An ongoing theme of my work, and now its focus is the communication of coastal and marine environments. Lately, my work has focussed on the Great Barrier Reef, Australia. I am also a co-author (with colleagues Robert A. Hackett, Susan Forde and Shane Gunster) on a recent release Journalism and Climate Crisis: Public Engagement, Media Alternatives (2017).
To the Environment, Science and Risk Communication Working Group, I bring my overarching commitment and passion for my work, alongside the same for my colleagues working in the broad field. As a Vice-Chair, I will support the Chair and the work of the existing ESRC community. Working with the committee, I will endeavour to raise the profile of ESRC within IAMCR and internationally to encourage participation. Importantly, I will also complete required administrative duties as required.
I would enjoy the opportunity to serve as vice-chair for the ESRC Working Group.
Candidate: Maitreyee Mishra
Position: Vice-Chair
I gladly confirm my candidacy for vice-chair of the Environment, Science and Risk (ESR) Communication working group, which for me has been an intellectual home since I joined the IAMCR in 2014. It would be an honour to contribute to IAMCR and to the ESR working group through my experiences and study of environmental change in the developing world, particularly India, changes that are rapid and need sustained and critical engagement.

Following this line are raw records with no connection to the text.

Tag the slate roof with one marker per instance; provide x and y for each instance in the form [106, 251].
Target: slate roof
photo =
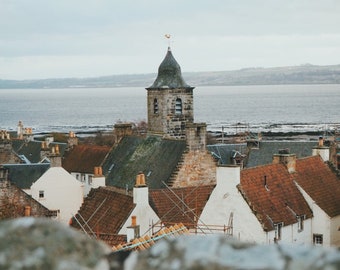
[157, 158]
[169, 75]
[180, 205]
[320, 183]
[13, 201]
[24, 175]
[224, 152]
[102, 210]
[272, 195]
[264, 155]
[83, 158]
[31, 149]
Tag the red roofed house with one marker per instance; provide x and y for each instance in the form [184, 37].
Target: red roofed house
[320, 187]
[115, 216]
[293, 201]
[182, 205]
[84, 163]
[262, 204]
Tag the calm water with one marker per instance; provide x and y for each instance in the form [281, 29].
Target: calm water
[264, 108]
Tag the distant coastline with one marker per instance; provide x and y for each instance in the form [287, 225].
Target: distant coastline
[304, 74]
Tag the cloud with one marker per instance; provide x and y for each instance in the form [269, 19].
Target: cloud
[45, 38]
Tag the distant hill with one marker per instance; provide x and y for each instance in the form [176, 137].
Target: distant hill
[304, 74]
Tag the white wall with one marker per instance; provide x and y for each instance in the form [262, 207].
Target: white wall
[320, 222]
[143, 211]
[89, 181]
[61, 192]
[226, 199]
[335, 233]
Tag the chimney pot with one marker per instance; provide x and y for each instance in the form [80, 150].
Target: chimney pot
[133, 221]
[27, 211]
[320, 141]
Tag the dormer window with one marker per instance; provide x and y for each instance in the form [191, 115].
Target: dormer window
[155, 106]
[178, 107]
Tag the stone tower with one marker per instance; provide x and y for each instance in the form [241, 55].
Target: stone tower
[169, 101]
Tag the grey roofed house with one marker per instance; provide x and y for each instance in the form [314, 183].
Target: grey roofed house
[30, 151]
[24, 175]
[263, 154]
[226, 153]
[157, 158]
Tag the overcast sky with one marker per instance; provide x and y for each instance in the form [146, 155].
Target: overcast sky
[89, 38]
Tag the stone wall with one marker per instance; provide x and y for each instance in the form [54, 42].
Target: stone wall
[164, 120]
[221, 253]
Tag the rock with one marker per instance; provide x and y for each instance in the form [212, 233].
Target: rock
[216, 252]
[36, 243]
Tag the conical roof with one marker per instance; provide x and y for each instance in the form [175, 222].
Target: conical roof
[169, 74]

Having lived in seven countries, my observations of environmental challenges and conflict in developing countries have informed my research, which is strongly interdisciplinary. Currently based at Heidelberg University, Germany, I have been an Assistant Professor of environment communication and film studies at the School of Communication, Manipal University, India, since 2010. I have published on indigenous peoples’ movements, environmental communication, film and gender studies. My most recent (forthcoming) publication is a chapter on traditional environmental knowledge and sustainable development in the book Communication, Culture and Ecology -Rethinking Sustainable Development in Asia (edited by Kiran Prasad, Springer, 2017). Outside of academia I have served as a consultant to WaterAid, Regional Centre for Development Cooperation and the environmental NGO Vasundhara based in Odisha, India. My current research examines the impacts of climate change on indigenous peoples- some of the world’s most vulnerable groups whose articulation of climatic and environmental change challenges the current world order, and needs to be heard. I hope to contribute to the working group by bringing more diverse voices from the global South.